Does SBA’s New Lender Risk Rating System Really Rate Risk of Loss to the Government & How Can it be Structured to Accomplish SBA’s Mandate?
By: Bob Tannenhauser
The Small Business Administration unveiled its revised system for risk rating lenders on April 29, 2014 in the Federal Register. The expressed purpose of the system is to assist SBA in assessing the risk of SBA loan performance for each lender, measure the overall strength of SBA’s loan portfolios and improve the effectiveness of its lender reviews. As with the prior system, the new rating system assigns a rating between 1 and 5 to lenders, with 1 representing the lowest risk. A higher risk rating will subject a lender to greater scrutiny and possibly corrective action. This could lead lenders to avoid loans that would increase their risk rating to the detriment of the mission of the SBA loan programs.
Some of the criteria used in the risk rating system will discourage lenders from making those loans that SBA publicly stated it wants to encourage. In October SBA announced that in order to encourage smaller business loans, it was reducing fees on loans under $150,000 to zero. Former Acting SBA Administrator Jeanne Hulitt stated that “…these lower dollar loans often help finance new startups and entrepreneurs in underserved communities, which can include women, minorities, veterans and others”. The new SBA Administrator at the NAGGL conference on May 7, 2014 echoed this sentiment when she said to the gathered lenders “[t]oday, I have a call to action for you: I’m asking you to work with us to get capital into the communities that need it the most. The truth is, we still have work to do in this area. The Department of Commerce looked at loan denial rates for firms with gross receipts of $500,000 or less. They found minority-owned firms were three times more likely to get turned down for a bank loan. For high-sales firms, loan denial rates were twice as high for minority-owned businesses”. The challenge for SBA is how to balance the need for risk monitoring with the goal of encouraging credit access to small businesses.
Before analyzing some of the components in the risk rating system, it should be emphasized that the system does not purport to measure risk of loss to the SBA, but instead merely measures risk of repurchase of the guarantee by SBA. While there is undoubtedly some correlation between the two, it is not necessarily a true measure of risk to the SBA. Shouldn’t the real measure be the risk of loss, so that a lender that excels at underwriting, servicing and liquidation and has excellent recovery rates be rewarded rather than penalized because of high repurchases?

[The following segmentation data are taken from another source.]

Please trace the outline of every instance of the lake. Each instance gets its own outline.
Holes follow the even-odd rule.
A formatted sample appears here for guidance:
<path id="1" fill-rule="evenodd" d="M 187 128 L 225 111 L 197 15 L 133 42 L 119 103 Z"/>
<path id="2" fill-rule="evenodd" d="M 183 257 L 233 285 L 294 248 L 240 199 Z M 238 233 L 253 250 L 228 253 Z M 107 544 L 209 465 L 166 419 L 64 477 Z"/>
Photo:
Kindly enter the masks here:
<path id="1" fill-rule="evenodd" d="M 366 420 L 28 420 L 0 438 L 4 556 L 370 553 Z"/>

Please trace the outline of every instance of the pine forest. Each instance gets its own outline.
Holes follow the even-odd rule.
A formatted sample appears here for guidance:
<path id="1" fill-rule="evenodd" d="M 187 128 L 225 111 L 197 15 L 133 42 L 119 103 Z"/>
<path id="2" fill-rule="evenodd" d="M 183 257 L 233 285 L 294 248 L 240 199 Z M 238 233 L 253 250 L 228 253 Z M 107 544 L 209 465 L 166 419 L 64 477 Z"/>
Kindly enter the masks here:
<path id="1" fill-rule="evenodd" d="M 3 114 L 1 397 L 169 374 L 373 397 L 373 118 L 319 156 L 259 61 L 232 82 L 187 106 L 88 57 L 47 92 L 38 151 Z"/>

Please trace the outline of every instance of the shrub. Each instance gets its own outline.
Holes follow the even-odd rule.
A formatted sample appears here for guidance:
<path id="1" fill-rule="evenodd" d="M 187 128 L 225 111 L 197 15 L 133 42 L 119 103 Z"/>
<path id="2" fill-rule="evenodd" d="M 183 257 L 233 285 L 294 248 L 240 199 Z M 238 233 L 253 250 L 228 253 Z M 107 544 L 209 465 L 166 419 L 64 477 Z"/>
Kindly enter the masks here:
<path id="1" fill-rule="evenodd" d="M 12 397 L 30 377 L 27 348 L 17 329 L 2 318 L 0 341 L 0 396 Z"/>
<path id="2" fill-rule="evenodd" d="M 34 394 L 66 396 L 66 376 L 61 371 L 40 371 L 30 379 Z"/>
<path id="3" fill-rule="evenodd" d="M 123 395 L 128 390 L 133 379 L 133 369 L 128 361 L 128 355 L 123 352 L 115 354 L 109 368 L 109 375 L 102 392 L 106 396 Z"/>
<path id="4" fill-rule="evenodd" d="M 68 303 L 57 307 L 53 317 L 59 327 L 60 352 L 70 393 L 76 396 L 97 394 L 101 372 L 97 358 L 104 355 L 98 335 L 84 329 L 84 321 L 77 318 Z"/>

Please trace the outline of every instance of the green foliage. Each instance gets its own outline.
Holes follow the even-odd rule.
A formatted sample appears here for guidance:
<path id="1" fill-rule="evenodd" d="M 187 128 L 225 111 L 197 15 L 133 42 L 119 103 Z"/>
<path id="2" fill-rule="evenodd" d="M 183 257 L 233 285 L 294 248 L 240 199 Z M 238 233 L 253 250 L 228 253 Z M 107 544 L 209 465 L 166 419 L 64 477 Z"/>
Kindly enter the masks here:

Of the fourteen enumerated risk rating components, some seem counterintuitive and some of these will penalize lenders’ portfolios that contain smaller loans and loans to underserved communities. For example: (1) component (iii) Months on Book (MOB) rates loans as higher risk if they are new or if they have been on the books for a longer period of time (even if they are performing????)- this penalizes all new loans regardless of size, but isn’t it illogical to say that a self-amortizing loan that has continued to perform for all of its term is suddenly higher risk at the end of the term when the balance has been significantly reduced?; (2) component (v) Gross Approved Amount – the lower the loan amount the higher the risk of repurchase, while this may be an accurate indicator of repurchase rate, it is also a disincentive to making smaller loans; (3) component (xii) Business Age – the shorter time the borrower has been in business, the greater the risk, likewise, while this may be an accurate indicator of repurchase rate, it is also a disincentive to making startup loans; (4) component (xiii) Average State-level Unemployment rate – the higher the State’s unemployment rate, the higher the risk, this is logical. However, there may be huge variations in unemployment rates depending upon where in a State the lender does business, the same holds true for component (xiv) which uses a State’s Housing Price Index to help determine risk.

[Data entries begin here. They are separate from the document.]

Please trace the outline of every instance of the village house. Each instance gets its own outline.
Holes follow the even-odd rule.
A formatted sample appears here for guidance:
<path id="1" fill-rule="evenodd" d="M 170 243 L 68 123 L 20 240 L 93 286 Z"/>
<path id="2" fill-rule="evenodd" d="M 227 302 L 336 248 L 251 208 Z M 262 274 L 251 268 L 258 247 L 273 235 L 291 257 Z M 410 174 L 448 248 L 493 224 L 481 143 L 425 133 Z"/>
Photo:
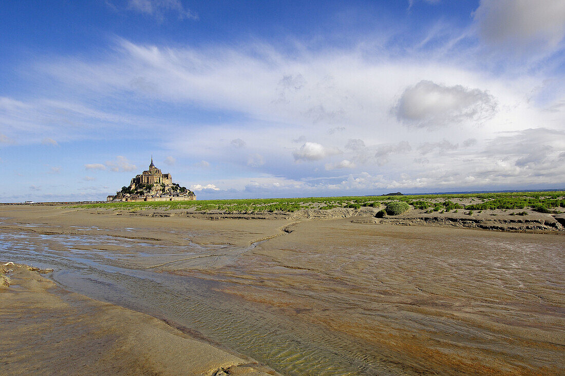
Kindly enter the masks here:
<path id="1" fill-rule="evenodd" d="M 170 174 L 163 174 L 153 163 L 149 168 L 132 178 L 128 187 L 124 186 L 108 201 L 169 201 L 196 200 L 193 192 L 173 183 Z"/>

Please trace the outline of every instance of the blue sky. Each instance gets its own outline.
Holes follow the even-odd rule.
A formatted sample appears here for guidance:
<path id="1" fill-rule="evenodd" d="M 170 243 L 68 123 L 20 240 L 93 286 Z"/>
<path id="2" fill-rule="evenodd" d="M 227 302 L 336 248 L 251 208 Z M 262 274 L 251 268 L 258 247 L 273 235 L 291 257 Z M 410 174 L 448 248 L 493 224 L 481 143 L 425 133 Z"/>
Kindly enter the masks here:
<path id="1" fill-rule="evenodd" d="M 565 186 L 565 2 L 3 2 L 0 201 Z"/>

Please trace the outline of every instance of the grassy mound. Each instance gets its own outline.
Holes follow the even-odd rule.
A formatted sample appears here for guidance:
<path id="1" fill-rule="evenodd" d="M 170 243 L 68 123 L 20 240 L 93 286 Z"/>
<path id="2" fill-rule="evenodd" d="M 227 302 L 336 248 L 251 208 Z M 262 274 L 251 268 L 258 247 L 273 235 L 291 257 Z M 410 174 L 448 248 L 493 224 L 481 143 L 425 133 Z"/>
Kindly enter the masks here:
<path id="1" fill-rule="evenodd" d="M 386 205 L 386 214 L 398 215 L 410 210 L 410 206 L 404 201 L 394 201 Z"/>

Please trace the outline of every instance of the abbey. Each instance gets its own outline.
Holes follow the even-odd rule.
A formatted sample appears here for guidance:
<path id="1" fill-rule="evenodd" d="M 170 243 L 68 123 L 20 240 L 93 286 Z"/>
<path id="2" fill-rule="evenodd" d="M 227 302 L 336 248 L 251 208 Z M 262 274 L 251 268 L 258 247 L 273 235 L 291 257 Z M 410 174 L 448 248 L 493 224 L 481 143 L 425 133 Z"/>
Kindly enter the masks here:
<path id="1" fill-rule="evenodd" d="M 136 175 L 132 179 L 130 187 L 138 184 L 155 184 L 171 185 L 173 184 L 173 178 L 170 174 L 162 174 L 161 170 L 155 167 L 155 165 L 153 164 L 153 158 L 151 157 L 149 171 L 144 171 L 141 175 Z"/>
<path id="2" fill-rule="evenodd" d="M 196 200 L 193 192 L 173 183 L 170 174 L 163 174 L 151 158 L 149 169 L 133 178 L 129 187 L 106 198 L 108 201 L 172 201 Z"/>

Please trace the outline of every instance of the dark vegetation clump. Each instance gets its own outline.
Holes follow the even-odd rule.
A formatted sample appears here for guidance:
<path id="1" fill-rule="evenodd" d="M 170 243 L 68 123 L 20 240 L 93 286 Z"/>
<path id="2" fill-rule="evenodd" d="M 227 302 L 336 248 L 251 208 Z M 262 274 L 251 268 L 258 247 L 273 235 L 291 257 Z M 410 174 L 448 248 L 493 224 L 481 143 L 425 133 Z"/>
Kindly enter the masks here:
<path id="1" fill-rule="evenodd" d="M 386 214 L 389 215 L 399 215 L 410 210 L 410 206 L 404 201 L 393 201 L 386 205 Z"/>
<path id="2" fill-rule="evenodd" d="M 144 191 L 149 186 L 136 187 Z M 175 192 L 186 192 L 186 187 L 175 183 Z M 188 191 L 188 189 L 187 189 Z M 124 193 L 134 193 L 128 187 L 122 188 Z M 140 192 L 142 193 L 142 192 Z M 398 192 L 399 193 L 399 192 Z M 395 193 L 395 195 L 396 193 Z M 473 204 L 464 208 L 454 202 L 470 199 Z M 243 198 L 238 200 L 206 200 L 197 201 L 110 202 L 81 204 L 73 208 L 102 208 L 125 210 L 192 210 L 196 211 L 218 210 L 230 213 L 255 213 L 274 211 L 293 212 L 302 209 L 328 210 L 334 208 L 379 208 L 393 202 L 404 202 L 428 214 L 466 209 L 479 211 L 499 209 L 516 211 L 525 209 L 541 213 L 558 213 L 559 208 L 565 208 L 565 192 L 503 192 L 490 193 L 462 193 L 442 195 L 411 195 L 389 196 L 345 196 L 329 197 L 297 197 L 294 198 Z M 517 214 L 515 214 L 517 215 Z"/>
<path id="3" fill-rule="evenodd" d="M 377 214 L 375 215 L 375 217 L 377 218 L 384 218 L 386 216 L 386 211 L 385 211 L 384 209 L 379 210 L 378 212 L 377 212 Z"/>
<path id="4" fill-rule="evenodd" d="M 492 215 L 492 214 L 491 214 Z M 511 213 L 510 215 L 527 215 L 527 211 L 519 211 L 518 213 Z"/>
<path id="5" fill-rule="evenodd" d="M 386 195 L 383 195 L 383 196 L 404 196 L 402 193 L 399 192 L 397 192 L 395 193 L 386 193 Z"/>

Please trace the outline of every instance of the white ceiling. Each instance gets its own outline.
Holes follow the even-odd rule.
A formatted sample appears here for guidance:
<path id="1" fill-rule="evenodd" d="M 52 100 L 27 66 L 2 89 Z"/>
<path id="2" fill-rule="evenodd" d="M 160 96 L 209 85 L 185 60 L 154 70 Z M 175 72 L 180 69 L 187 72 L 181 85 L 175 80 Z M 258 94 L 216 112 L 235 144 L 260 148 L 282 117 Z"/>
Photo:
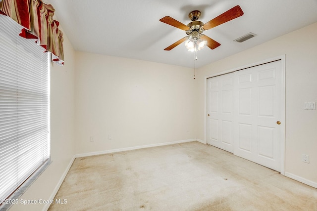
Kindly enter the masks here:
<path id="1" fill-rule="evenodd" d="M 197 67 L 317 22 L 317 0 L 48 0 L 76 50 L 189 67 L 194 65 L 193 53 L 183 43 L 163 50 L 186 36 L 159 21 L 163 17 L 187 25 L 188 13 L 199 10 L 199 20 L 206 23 L 241 6 L 243 16 L 204 32 L 221 45 L 199 51 Z M 233 41 L 249 32 L 258 36 L 242 43 Z"/>

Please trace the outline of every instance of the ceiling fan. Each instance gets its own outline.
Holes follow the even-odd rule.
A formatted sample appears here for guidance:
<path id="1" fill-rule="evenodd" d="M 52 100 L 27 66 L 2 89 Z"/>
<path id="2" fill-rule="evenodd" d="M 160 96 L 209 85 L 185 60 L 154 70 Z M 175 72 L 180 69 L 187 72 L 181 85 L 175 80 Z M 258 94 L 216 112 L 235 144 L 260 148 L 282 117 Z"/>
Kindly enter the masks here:
<path id="1" fill-rule="evenodd" d="M 205 45 L 211 49 L 214 49 L 219 46 L 220 44 L 209 37 L 202 34 L 202 33 L 206 30 L 215 27 L 243 15 L 243 11 L 240 6 L 237 5 L 205 24 L 197 20 L 199 18 L 201 14 L 200 11 L 199 10 L 194 10 L 191 12 L 188 15 L 188 17 L 192 22 L 187 25 L 170 16 L 165 16 L 161 18 L 159 21 L 184 30 L 188 35 L 188 36 L 176 41 L 164 50 L 170 50 L 185 41 L 186 41 L 185 46 L 188 49 L 188 50 L 191 51 L 197 51 L 197 50 L 200 50 Z"/>

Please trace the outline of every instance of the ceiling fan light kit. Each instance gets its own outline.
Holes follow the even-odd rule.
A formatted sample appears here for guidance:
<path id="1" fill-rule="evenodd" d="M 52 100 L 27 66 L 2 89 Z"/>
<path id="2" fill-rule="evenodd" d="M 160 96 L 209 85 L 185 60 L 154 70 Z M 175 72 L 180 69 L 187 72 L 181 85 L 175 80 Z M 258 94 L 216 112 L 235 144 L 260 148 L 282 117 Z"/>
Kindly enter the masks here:
<path id="1" fill-rule="evenodd" d="M 214 49 L 219 46 L 220 44 L 202 33 L 206 30 L 243 15 L 243 11 L 240 6 L 237 5 L 205 24 L 197 20 L 201 15 L 201 13 L 199 10 L 191 12 L 188 17 L 192 22 L 187 25 L 170 16 L 165 16 L 161 18 L 159 20 L 160 21 L 185 31 L 188 35 L 176 41 L 164 50 L 170 50 L 184 42 L 186 48 L 191 52 L 197 52 L 197 50 L 203 49 L 206 45 L 211 49 Z"/>

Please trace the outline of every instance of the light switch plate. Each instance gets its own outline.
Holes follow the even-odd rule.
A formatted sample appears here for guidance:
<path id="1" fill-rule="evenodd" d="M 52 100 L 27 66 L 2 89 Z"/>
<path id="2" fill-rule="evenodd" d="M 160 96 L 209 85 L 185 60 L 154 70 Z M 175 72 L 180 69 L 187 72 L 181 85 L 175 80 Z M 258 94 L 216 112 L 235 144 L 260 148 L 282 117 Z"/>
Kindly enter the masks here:
<path id="1" fill-rule="evenodd" d="M 304 104 L 305 110 L 316 110 L 316 102 L 305 102 Z"/>

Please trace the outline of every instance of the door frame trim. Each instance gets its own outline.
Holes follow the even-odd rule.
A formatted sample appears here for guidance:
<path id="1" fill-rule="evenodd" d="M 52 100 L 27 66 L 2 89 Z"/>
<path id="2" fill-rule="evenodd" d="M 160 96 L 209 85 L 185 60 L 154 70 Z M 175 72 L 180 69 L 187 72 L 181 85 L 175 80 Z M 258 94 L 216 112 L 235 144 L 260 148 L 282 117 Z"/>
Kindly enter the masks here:
<path id="1" fill-rule="evenodd" d="M 214 73 L 212 75 L 207 76 L 205 77 L 205 109 L 204 111 L 204 142 L 207 144 L 207 118 L 206 114 L 207 113 L 207 97 L 208 97 L 208 83 L 207 80 L 209 78 L 214 77 L 216 76 L 220 76 L 221 75 L 226 74 L 227 73 L 232 73 L 239 70 L 243 70 L 244 69 L 249 68 L 255 66 L 261 65 L 267 63 L 274 62 L 277 60 L 281 60 L 282 63 L 282 102 L 281 107 L 282 108 L 281 111 L 281 120 L 283 124 L 282 129 L 281 130 L 281 174 L 285 175 L 285 130 L 286 130 L 286 118 L 285 118 L 285 112 L 286 112 L 286 84 L 285 84 L 285 71 L 286 71 L 286 54 L 281 55 L 280 56 L 270 58 L 267 59 L 265 59 L 263 61 L 258 61 L 252 64 L 247 64 L 243 66 L 238 67 L 233 69 L 231 69 L 225 71 L 220 72 L 217 73 Z M 283 123 L 282 123 L 283 124 Z"/>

While the new system eliminates the comparison of lenders within their “peer” group (based upon portfolio size), perhaps there should be a peer group comparison with respect to the performance of loans in their portfolios that are small loans and loans to minorities, women and veterans. The relative performance of these loans compared to the peer group could then be used as a component of the risk rating. This would mitigate the potential adverse effect that making these loans has on the lenders’ risk ratings and thereby help satisfy the SBA’s mandate to encourage these presumably higher risk loans.
The new system allows for additional overriding factors to consider in establishing a rating such as results of SBA’s reviews of certain lenders, any enforcement actions, early default trends, default, repurchase and liquidation rates. However they do not mention recovery rates, the potential loss given default or any of the issues mentioned above.
Presumably the measure of a lenders’ portfolio is a snapshot in time that considers loans currently in the portfolio and not those that have been repaid or charged off. This also could present an inaccurate portrayal of risk. For example a lender that routinely has real estate and other hard collateral for loans, may have defaulted loans on their books for longer periods of time while they liquidate the collateral, but they have higher recoveries then uncollateralized lenders that liquidate quickly, get the loans off the books and have lower collateral. It might also penalize a lender that made good loans that were repaid early.
Small business lending through SBA programs is essential to the economy and job growth. Measuring true risk to the government for supporting the SBA programs is necessary and prudent, but the system should take into account all relevant factors and weigh the risks against the public policy. A question that should also be asked is whether the loan programs, taken individually, make money or lose money for the government when you consider the fees earned and the recoveries on defaulted loans.